WASHINGTON (Reuters) - Democratic leaders in the U.S. House of Representatives must change existing biofuel rules if they want to pass a bill to regulate greenhouse gas emissions, the House Agriculture Committee chairman said on Tuesday.
Rep. Collin Peterson, chairman of the panel, along with nearly four dozen other farm-state lawmakers, has sponsored a bill to amend the 2007 Energy law so indirect land use change will not factor into calculating greenhouse gas emissions from production of advanced biofuels.

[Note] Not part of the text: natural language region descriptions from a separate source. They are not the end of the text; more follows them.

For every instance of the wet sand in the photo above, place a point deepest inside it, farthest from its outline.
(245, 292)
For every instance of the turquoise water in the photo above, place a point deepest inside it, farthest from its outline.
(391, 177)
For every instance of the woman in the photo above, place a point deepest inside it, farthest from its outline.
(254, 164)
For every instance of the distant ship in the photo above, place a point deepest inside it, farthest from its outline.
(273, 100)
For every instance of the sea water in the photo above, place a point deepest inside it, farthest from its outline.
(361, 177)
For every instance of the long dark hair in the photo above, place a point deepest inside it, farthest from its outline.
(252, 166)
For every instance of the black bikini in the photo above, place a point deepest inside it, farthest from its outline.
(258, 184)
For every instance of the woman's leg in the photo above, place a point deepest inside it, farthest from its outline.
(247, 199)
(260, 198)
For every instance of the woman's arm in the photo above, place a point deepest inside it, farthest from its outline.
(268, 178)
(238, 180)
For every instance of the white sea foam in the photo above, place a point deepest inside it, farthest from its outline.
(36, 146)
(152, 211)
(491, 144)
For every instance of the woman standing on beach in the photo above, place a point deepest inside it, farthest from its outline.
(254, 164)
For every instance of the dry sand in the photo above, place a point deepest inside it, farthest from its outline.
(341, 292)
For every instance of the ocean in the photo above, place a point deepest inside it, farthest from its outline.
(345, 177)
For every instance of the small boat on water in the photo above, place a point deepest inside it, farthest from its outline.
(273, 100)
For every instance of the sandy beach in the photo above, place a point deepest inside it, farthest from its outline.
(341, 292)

For instance, the 2007 law penalizes makers of advanced biofuels such as biodiesel and cellulosic ethanol if farmers clear forest or grasslands for food crops to replace the crops devoted to biofuels.
Peterson and the bill's cosponsors say this unfairly makes it hard for ethanol and biodiesel makers to qualify as advanced biofuels under a federal mandate. Their bill also would make more land eligible to produce biomass for advanced biofuels.
"These are things we need fixed before we vote on climate change," said Peterson during a telephone interview.
He said the issue of biofuels intermeshed with the climate change bill being drafted by the Energy and Commerce Committee, to control greenhouse gases. As an example, he said lawmakers who want to change the ethanol formula also oppose suggestions to allow greenhouse gas offsets overseas.
"What it comes down to is, if they want the (climate change) bill passed, I think they better deal with us," said Peterson, referring to House Democratic leaders and Rep. Henry Waxman, chairman of the Energy and Commerce Committee.
Frank Lucas of Oklahoma, Republican leader on the House Agriculture Committee, said the biofuels bill was a way to draw attention to the need to change the formula and to emphasize the potential of renewable energy in rural America.
The 2007 energy law directs the Environmental Protection Agency to consider indirect land use change within the United States and in other countries when gauging if biofuels reduce greenhouse gas emissions.
Critics say there are no reliable ways to tell how much land is brought into crop production to make up for fields being used for biofuels. It is particularly difficult, they say, to prove the linkage in nations that are hundreds or thousands of miles away.